I am a Full Professor of English Language and Linguistics
at the Université catholique de Louvain (UCLouvain), Belgium. I am co-director of the Centre for English Corpus Linguistics, and a member of the Institute for Language and Communication, the Linguistic Research Unit and the Language and Literature School. I am also a member of UCLouvain’s Research Council.
I earned a Master’s degree in Language Studies from Lancaster University in 2000 and a PhD in English Linguistics from the Université catholique de Louvain in 2004. I was a visiting scholar at Stanford University in 2004-2005. I obtained a permanent research position with the Belgian National Fund for Scientific Research (FNRS) in 2009, before becoming a lecturer and then a professor at the Université catholique de Louvain. In 2018-2021, I was Associate Dean for Teaching at the Faculty of Philosophy, Arts and
Letters.
Since 2007, I have been the coordinator of LINDSEI, the Louvain International Database of Spoken English Interlanguage, a collaborative project between some 25 universities internationally. I am also the director of the NESSI (New Englishes Student Interviews) corpus and of PROCEED, the Process Corpus of English in Education, a new type of learner corpus which reproduces the writing process through screencasting and keylogging.

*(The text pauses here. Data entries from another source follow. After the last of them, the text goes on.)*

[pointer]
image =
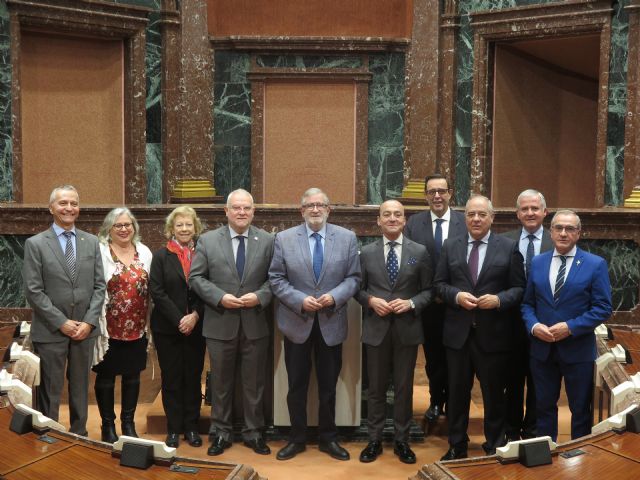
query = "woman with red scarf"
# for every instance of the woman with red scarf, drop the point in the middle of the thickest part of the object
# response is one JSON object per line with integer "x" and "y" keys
{"x": 176, "y": 324}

I am editor-in-chief of the Corpora and Language in Use series and an associate editor of the Cambridge Elements in Corpus Linguistics series. I am also one of the editors of the Cambridge Handbook of Learner Corpus Research and a founding member of the Learner Corpus Association.
My research interests include corpus linguistics and learner corpus research, cognitive linguistics and construction grammar, the combination of corpora and experimentation, varieties of English and the link between New Englishes and Learner Englishes, as well as writing processes and writing fluency in L1 and L2.